The AFI award-winning film Ten Canoes was shown in Sydney to mark the significant anniversary of the referendum that legally recognised the original inhabitants of Australia. It is the first feature film to be shot almost entirely in an Aboriginal language (predominantly Ganalbingu).
Ten Canoes uses the medium of film to tell some of the collective stories of the Yolngu people from a remote area of the Northern Territory. The film was developed using an approach based on the common experience of the group.
Firstly, the narrative and approach of the movie were developed by the community with the director, Rolf de Heer. The community controlled its content down to deciding on the cast. They used the film to bring to life some of the 4000 black and white glass plate photographs taken by Dr Donald Thomson, an anthropologist who lived among the people of Arnhem Land in the 1930s.
These photographs held in Museum Victoria captured many aspects of Yolngu culture including the traditional annual bark canoeing expedition to hunt magpie geese and collect their eggs as depicted in the film. The modern Yolngu had not maintained the traditional skills including making the bark canoes and tools used for housing and hunting.
The film makes use of both black and white and colour. The tale of the Yolgnu ancestors from 1,000 years ago is presented in black and white. The main dramatic story — a cautionary tale about the magpie goose hunting expedition — is presented in colour.
This unusual movie became the nucleus for a number of additional canoe projects. Eleven Canoes introduced a video media course into the town of Ramingining to teach documentary making to the young people of the community. This contributed content to the interactive Twelve Canoes website where the people of Ramingining display the aspects of their environment, culture and people they wish to communicate to the outside world .
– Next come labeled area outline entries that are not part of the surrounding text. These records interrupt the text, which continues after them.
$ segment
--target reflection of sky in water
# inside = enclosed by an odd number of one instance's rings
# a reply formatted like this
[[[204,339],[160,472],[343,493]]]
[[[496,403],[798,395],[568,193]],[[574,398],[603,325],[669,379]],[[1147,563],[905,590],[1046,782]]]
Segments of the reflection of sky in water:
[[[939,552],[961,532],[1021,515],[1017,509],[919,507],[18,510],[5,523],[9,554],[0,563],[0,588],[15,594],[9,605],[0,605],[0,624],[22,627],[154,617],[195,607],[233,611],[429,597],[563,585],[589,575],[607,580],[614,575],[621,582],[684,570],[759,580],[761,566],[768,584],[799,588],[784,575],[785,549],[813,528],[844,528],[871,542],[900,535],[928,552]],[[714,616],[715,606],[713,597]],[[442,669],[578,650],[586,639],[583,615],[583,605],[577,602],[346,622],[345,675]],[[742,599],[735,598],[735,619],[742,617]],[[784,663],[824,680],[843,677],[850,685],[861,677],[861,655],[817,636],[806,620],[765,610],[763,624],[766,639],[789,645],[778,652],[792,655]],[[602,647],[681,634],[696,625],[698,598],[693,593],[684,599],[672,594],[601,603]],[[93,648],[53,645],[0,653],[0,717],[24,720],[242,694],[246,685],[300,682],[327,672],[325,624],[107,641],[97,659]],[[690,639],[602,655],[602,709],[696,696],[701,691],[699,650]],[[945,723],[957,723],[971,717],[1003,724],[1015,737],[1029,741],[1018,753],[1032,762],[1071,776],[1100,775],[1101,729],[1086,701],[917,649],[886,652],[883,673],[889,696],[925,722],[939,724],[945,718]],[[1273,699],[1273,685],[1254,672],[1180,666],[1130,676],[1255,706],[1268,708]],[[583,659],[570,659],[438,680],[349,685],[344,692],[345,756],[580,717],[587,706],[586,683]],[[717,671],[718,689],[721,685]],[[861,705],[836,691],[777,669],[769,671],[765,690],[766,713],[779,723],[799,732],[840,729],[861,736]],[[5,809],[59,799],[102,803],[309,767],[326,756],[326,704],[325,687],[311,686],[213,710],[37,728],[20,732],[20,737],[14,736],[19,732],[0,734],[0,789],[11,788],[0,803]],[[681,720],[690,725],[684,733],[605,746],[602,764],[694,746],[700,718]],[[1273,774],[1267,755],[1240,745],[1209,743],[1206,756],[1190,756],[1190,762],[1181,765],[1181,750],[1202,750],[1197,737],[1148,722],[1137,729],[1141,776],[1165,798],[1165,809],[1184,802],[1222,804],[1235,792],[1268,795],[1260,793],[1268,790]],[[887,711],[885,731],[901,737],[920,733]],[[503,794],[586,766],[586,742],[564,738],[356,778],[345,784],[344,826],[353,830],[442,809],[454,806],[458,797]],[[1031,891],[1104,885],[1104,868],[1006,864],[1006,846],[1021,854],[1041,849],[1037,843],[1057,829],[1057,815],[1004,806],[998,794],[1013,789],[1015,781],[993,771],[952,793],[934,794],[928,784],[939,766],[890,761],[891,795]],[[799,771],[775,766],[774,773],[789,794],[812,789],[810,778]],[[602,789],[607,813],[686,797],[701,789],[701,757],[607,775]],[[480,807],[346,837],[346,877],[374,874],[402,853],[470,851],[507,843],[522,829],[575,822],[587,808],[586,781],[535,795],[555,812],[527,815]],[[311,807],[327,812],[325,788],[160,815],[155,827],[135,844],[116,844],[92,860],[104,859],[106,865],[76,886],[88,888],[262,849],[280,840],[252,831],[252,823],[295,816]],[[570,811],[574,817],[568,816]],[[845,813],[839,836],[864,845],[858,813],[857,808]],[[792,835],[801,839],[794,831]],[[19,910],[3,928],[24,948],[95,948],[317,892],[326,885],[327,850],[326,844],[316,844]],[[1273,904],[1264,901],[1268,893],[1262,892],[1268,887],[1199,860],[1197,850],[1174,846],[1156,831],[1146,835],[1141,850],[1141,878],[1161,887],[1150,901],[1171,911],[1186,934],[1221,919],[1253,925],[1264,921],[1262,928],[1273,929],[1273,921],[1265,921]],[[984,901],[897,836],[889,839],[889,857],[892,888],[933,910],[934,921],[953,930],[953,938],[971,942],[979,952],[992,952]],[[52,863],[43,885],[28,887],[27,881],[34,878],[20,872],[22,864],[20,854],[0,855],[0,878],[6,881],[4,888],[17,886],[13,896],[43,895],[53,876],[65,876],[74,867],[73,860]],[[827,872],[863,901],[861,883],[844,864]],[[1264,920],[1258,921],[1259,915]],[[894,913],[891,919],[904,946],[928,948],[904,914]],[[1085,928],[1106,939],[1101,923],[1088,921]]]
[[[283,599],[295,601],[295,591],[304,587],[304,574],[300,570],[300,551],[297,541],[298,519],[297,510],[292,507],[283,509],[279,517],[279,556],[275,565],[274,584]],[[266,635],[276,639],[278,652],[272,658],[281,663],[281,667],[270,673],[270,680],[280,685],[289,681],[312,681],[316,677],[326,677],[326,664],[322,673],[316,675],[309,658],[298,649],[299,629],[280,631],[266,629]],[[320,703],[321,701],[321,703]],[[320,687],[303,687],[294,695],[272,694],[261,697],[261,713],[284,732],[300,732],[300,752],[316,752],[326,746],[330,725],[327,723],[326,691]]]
The digital media project 12 Canoes is a broadband website that presents, in an artistic, cultural and educational context, the stories, art and environment of the Yolngu people who live around the Arafura swamp in north-eastern Arnhem Land. The Yolngu people of the Arufura swamp are few in number, but their wealth of stories and artwork highlights who they are, and the importance of acknowledging and preserving their culture. In this context the website is an important reference and educational resource.